C'est pour cette raison que j'avais tant apprécié, il y a bien longtemps de cela, à la Foire du Livre de Bruxelles, un stand sponsorisé par la Poste, qui proposait aux auteurs de venir, une heure durant, mettre leur plume au service des lecteurs. Pour écrire quoi ? C'était aux lecteurs d'en décider. L'un voulait une déclaration d'amour, l'autre un souvenir d'enfance, une troisième une lettre d'insulte. Le texte était rédigé à chaud, puis, dans la foulée, si le lecteur le souhaitait, transcrit en braille par un aveugle et, toujours en option, envoyé au destinataire éventuel.
J'ai raffolé de cet exercice. Les auteurs n'étaient plus juste des gueules qu'on colle au dos de leurs livres, ils redevenaient des gens qui écrivent et qui aiment ça, qui, face à un problème donné, trouvent volontiers une solution en mots et en phrases, qui ravit les lecteurs et les lectrices.

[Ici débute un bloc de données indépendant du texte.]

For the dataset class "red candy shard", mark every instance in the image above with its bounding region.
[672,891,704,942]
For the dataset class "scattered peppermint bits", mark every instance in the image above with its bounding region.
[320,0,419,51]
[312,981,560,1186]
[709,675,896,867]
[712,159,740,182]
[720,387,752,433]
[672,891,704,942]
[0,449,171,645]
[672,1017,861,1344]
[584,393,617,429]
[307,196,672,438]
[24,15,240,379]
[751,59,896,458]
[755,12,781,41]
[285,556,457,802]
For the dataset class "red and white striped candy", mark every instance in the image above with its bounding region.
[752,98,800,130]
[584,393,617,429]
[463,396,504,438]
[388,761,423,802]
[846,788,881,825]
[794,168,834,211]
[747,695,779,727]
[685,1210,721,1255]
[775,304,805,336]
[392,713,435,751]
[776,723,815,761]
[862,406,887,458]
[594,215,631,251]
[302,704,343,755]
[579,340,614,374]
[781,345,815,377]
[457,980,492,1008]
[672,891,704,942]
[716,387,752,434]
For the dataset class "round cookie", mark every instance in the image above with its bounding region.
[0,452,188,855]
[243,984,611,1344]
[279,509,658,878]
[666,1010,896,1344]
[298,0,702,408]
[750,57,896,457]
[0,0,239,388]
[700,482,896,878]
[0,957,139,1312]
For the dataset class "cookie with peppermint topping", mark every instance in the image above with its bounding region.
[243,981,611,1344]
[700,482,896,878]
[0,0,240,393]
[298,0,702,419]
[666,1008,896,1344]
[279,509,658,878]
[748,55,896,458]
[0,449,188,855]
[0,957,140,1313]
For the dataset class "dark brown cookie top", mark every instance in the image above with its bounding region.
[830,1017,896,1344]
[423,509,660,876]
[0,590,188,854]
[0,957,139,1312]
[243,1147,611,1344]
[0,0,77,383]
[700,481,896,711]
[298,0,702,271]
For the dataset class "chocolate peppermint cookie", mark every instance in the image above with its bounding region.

Bien entendu, l'année suivante le stand n'était plus là. Sans doute s'était-on trop bien amusé ? Sans doute avait-on bousculé les ordres protocolaires habituels ? Sur le stand de La Poste, les lecteurs ne connaissaient pour la plupart pas les auteurs mais ils les rencontraient vraiment et, peut-être, mais on s'en fout un peu, avaient-ils envie de lire ensuite leurs autres textes. C'est possible, mais ce n'était pas le but premier.
Quelques années plus tard, l'équipe des donneurs, menée par Jean-Pierre Girard, a débarqué à Liège, puis à Bruxelles, pour rallier les écrivains à sacause, celle d'écrivains qui offrent leur plume au public. L'esprit était le même, le plaisir aussi. Au Québec, cela dure depuis longtemps et c'est permanent.
Mais tout seul, sans un collectif d'auteur, on ne peut proposer ça sur un seul stand dans un salon quelconque.
Suffit pas de mettre un petit panneau « Ici auteur à votre disposition ».
J'avais aussi beaucoup aimé la lecture performance organisée par l'embryon de Maelström réEvolution en 2007 dans le petit théâtre de la Foire du Livre de Bruxelles, les lectures en musique y suivaient un cours très organique et festif, façon auberge espagnole où les auteurs se confrontent et s'explorent, se succèdent et s'écoutent, dans la grande tradition des Nuits de la Poésie de feu le Cirque Divers à Liège, par exemple.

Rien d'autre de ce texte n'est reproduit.